Este libro lo salva 2 cosas: la primera la historia de sammy con su gato Mr. O'Donnell, el autor describió de manera muy sentida su conexión y como el uno salvó al otro y viceversa. Sentí el dolor de su muerte, me indignó como la mayoría subestimaba su relación, y me emocionó el homenaje al final del libro. La escena donde una vez fallecido el gato, sammy sostiene los bigotes que fue acumulando con el tiempo y se derrumba a llorar, me conmovió. Tal vez esta parte de la historia mueve fibras en mi por el hecho de que tengo un gato al que amo, y se lo que se siente amar a un amigo peludo.
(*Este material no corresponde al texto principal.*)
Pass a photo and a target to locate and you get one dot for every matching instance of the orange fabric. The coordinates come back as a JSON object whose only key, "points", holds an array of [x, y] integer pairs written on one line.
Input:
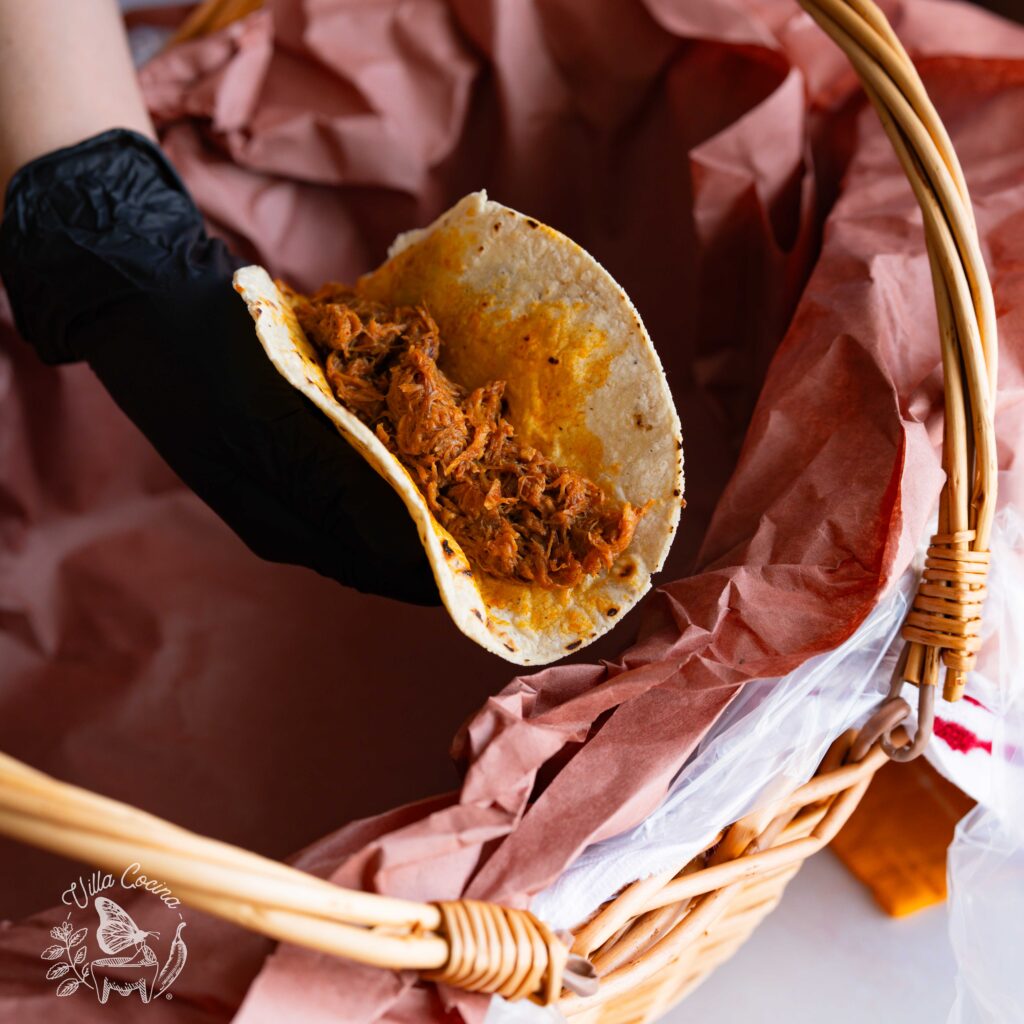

Segundo, la descripción de como se siente vivir lejos de la tierra natal, esa nostalgia y melancolía por la tierra que te vio nacer y crecer.
No soporté las escenas cliché del asalto de los mafiosos colombianos, como todo se resolvió tan mágicamente y al final quedaron como héroes. Te acaban de atracar 2 sicarios mas peligrosos de un cartel colombiano eres apuntado por un arma a punto de morir, y te queda animo para sentarte a hablar de cotilleo amoroso tonto. No lo soporté.
Ni se diga del velorio/despedida de Rebeca, solo vi malos diálogos, diálogos extras, que molestaban y fastidiaban.
Quedaron hilos faltantes en la historia, el recuerdo del incendio en la infancia de Sammy, su crisis existencial que lo hacia pensar a cada instante en su, según el triste infancia y adolescencia en Colombia.
Conclusión, para mi, Mr. O'Donnell es el mejor personaje del libro, y lo salvó.